On Thursday I felt better, but still not well enough to get out of bed. I lay on my bed looking for a sign that all would be better. That's when I fell asleep and ended up back at my "Happy Place." I "awoke" and felt the bright sunshine beating down on my face. The aromas from my past--hamburgers being grilled on an open campfire, the smell of freshly cut green grass, and the lingering scent coming from the seaweed that had washed upon the beach over night--all were present. I knew I was in Wisconsin at my great-grandparent's cottage which meant so much to me as I grew up. After what seemed to me like being there forever, just taking in the view of the lake from the hillside I was laying on, I suddenly awoke for real. I was in my own bed, but was feeling much better.
The next day I woke up bright and early feeling totally refreshed...but I wasn't done yet. I dreaded turning on my cell phone and listening to all the recorded voicemails. I could not believe that after 5 days there were no voicemails at all. I did have one text message from a phone number that I didn't recognize. It said, "Hope you feel better soon...we all need rest sometime." When I tried to call the number, it was disconnected.

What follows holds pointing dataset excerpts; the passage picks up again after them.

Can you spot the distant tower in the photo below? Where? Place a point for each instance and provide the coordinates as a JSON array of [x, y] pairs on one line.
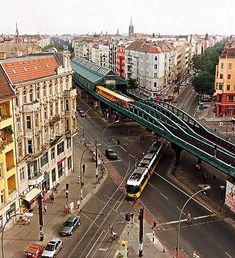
[[17, 35], [131, 29]]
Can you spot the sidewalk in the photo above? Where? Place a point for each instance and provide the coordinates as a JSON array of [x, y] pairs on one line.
[[18, 237]]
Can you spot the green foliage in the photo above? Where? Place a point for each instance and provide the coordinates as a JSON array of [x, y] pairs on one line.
[[205, 65]]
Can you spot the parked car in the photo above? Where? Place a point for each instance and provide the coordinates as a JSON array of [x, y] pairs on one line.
[[169, 98], [111, 154], [33, 251], [52, 248], [69, 225], [82, 113]]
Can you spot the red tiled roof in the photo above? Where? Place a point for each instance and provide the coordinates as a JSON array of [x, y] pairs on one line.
[[27, 69], [5, 89], [144, 47]]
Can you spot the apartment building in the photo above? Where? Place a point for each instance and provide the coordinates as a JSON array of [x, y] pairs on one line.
[[45, 119], [8, 174], [151, 64], [225, 82]]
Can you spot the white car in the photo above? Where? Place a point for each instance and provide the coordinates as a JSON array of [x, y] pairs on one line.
[[52, 248]]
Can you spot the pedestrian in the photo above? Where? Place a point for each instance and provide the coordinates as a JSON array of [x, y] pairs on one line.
[[83, 168], [78, 203], [67, 186], [45, 208], [67, 195]]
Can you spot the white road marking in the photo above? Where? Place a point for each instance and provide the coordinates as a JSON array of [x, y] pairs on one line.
[[183, 192], [164, 196], [180, 210], [228, 255]]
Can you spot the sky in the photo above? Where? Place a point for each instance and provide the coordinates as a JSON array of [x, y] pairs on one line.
[[94, 16]]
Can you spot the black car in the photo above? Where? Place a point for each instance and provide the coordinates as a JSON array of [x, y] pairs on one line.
[[110, 154], [69, 225]]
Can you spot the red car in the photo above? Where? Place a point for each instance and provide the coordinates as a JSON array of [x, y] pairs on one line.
[[33, 251]]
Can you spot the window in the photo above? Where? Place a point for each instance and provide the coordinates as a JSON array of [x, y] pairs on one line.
[[68, 143], [38, 93], [30, 147], [52, 153], [56, 108], [44, 91], [22, 174], [60, 148], [28, 122], [66, 105], [24, 97], [69, 162], [53, 175], [45, 113], [20, 150], [51, 110], [60, 170], [18, 124], [44, 159], [36, 119], [2, 197], [31, 95]]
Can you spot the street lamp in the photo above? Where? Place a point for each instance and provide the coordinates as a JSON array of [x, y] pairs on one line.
[[102, 138], [181, 212], [27, 214]]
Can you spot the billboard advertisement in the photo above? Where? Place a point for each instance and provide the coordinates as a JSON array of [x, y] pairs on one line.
[[230, 196]]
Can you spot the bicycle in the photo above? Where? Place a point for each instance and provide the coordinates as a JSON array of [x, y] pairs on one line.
[[113, 237]]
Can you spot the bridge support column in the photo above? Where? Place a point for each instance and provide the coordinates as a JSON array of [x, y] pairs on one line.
[[177, 150]]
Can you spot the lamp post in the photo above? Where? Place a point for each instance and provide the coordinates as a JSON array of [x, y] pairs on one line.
[[102, 138], [27, 214], [80, 174], [181, 212]]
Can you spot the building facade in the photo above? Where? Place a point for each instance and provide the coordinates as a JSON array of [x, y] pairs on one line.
[[45, 118], [225, 82], [8, 175]]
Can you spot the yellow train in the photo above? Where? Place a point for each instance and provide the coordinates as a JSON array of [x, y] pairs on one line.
[[139, 178]]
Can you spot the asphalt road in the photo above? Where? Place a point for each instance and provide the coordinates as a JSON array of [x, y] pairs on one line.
[[209, 235]]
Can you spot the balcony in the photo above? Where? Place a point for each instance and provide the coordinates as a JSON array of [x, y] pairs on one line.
[[54, 119], [70, 93], [36, 179], [31, 107]]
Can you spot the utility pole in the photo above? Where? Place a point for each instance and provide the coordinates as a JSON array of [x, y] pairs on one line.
[[41, 232], [141, 231]]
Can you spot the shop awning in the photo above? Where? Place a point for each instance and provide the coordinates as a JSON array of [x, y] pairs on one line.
[[31, 194]]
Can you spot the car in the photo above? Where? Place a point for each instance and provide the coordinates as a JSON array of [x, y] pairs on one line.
[[69, 225], [111, 154], [82, 113], [33, 251], [52, 248]]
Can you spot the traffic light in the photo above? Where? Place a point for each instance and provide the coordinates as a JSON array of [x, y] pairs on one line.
[[128, 216]]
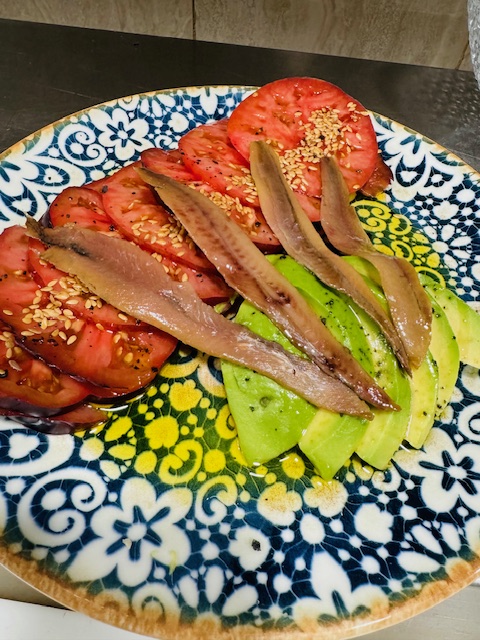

Next, I turned on my computer to await the hundreds of e-mails that I assumed were awaiting my return from the dead. On my work system, which normally handled over 100 e-mails a day, I was surprised to say the least when there were only 12 e-mails. No one besides my team knew I was sick...and in fact all eight of my team members sent me the same message..."Relax, you have trained us well...we'll take care of everything."
I wondered what was happening...could this be a hidden sign for me to understand?
As I clicked onto my personal e-mail, again I was surprised when only 20 e-mails showed up (many days I get well over 20 spam e-mails a day alone.) I clicked on some of the "important" ones and found out that there were no important ones at all. I was dumbfounded, but not as confused as I was about to become. The last e-mail bore the name of a person I did not know, but I felt compelled to open it. When I did, I read "Hope you feel better soon...we all need rest sometime." I attempted to reply to this e-mail, but was a little disappointed when I got a quick return saying that the e-mail address did not exist and could not be delivered.
I went to my facebook page to see many of my friends leaving me notes of encouragement and the hopes that my sickness would disappear quickly.
I went back to my bed to ponder what all this meant. This is what I came up...tell me your opinions of it, please!
In this world that moves way too fast sometimes, one where people feel much more important than they really are, and the feeling of not having anytime alone to themselves anymore, I was able to find out that all this is false. The world DOES move fast, but you control just how fast. I am no more important than anyone else in this world, and there is always time to go to your "Happy Place" if you make the effort.
I say in my book that God works in miraculous ways...and I believe this was His way of saying to me "Slow down and relax..." I don't know if God knows how to text message, or how to send e-mails, or can control how much others need you from time to time, but I do know He cares for all of us...and sometimes interacts with you to allow you to make the best of it.